Crédits d’impôts conventionnels : de nouvelles précisions sur l’application de la règle du butoir

Deux jurisprudences récentes se sont prononcées sur l’interprétation de la règle française du butoir défendue par l’administration fiscale, selon laquelle l’impôt théorique doit être calculé sur un montant net des charges nécessaires à l’acquisition des revenus en cause.

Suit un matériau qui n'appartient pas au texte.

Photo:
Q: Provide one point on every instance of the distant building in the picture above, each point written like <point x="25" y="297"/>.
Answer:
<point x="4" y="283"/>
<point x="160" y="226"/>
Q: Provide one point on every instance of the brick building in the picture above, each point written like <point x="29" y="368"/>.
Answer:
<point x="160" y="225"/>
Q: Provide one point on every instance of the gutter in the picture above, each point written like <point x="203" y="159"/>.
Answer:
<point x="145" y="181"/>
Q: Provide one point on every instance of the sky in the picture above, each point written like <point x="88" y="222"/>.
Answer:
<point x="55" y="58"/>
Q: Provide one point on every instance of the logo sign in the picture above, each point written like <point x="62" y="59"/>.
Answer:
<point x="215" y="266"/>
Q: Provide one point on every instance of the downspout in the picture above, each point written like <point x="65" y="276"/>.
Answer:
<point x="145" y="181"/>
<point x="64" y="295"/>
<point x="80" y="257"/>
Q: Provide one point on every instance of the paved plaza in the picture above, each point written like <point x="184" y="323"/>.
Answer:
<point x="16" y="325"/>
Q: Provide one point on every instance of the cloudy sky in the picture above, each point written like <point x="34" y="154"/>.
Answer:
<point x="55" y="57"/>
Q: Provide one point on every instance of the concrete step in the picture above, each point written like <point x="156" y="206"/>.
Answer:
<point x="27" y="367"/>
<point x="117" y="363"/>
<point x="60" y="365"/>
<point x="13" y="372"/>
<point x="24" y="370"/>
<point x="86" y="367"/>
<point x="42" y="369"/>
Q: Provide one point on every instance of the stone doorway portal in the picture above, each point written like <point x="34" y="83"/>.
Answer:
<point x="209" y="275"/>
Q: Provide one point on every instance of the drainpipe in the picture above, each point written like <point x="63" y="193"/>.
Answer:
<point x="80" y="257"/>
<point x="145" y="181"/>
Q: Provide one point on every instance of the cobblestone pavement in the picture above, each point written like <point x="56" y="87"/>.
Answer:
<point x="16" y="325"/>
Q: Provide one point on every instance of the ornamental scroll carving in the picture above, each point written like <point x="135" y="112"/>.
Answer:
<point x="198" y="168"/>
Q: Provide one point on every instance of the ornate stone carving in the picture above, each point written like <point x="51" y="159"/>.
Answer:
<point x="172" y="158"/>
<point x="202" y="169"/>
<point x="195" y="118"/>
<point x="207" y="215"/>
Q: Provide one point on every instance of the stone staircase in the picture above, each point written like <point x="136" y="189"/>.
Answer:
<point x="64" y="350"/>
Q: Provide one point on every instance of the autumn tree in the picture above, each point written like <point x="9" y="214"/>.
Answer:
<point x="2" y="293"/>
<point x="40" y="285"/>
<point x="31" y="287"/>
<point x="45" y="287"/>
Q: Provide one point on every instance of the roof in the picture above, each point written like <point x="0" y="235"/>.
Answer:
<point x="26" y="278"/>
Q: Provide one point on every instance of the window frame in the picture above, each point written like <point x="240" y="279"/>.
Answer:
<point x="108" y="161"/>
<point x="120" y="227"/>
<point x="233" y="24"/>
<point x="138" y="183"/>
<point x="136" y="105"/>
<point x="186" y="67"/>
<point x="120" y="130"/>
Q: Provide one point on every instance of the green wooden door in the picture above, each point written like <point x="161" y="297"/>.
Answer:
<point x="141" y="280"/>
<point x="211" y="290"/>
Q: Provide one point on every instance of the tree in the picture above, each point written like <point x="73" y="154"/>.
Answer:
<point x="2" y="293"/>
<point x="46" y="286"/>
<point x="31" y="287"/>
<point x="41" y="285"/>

Si la Cour de justice de l’Union européenne a confirmé la conformité de cette interprétation au principe de libre circulation des capitaux, la cour administrative d’appel de Versailles l’a en partie infirmé pour l’application des conventions fiscales.

  1. La règle du butoir est compatible avec le droit de l’Union européenne selon la CJUE

Le Conseil d’État a transmis une question préjudicielle à la CJUE consistant à savoir si la règle française du butoir, telle qu’elle résulte des dispositions de l’article 220, 1 du CGI, combinées avec celles des conventions internationales auxquelles elles renvoient, était compatible avec le respect de la liberté de circulation des capitaux[1].

La CJUE a répondu positivement en considérant que la France n’exerce pas sa compétence fiscale de manière discriminatoire dès lors qu’il n’apparaît pas que les dividendes distribués par les sociétés étrangères subissent une imposition à l’IS plus lourde que celle à laquelle sont soumis les dividendes de source nationale[2]. Certes, elle ne nie pas l’existence d’un désavantage résultant de la double imposition des dividendes de source étrangère dans la mesure où l’impôt étranger est calculé sur le montant brut des revenus imposables tandis que le plafonnement de l’imputation du crédit d’impôt est calculé sur une base nette. Pour autant, elle considère que cette insuffisance d’imputation du crédit d’impôt résulte de la liberté de chaque État membre de définir l’assiette imposable dans le respect du droit de l’UE.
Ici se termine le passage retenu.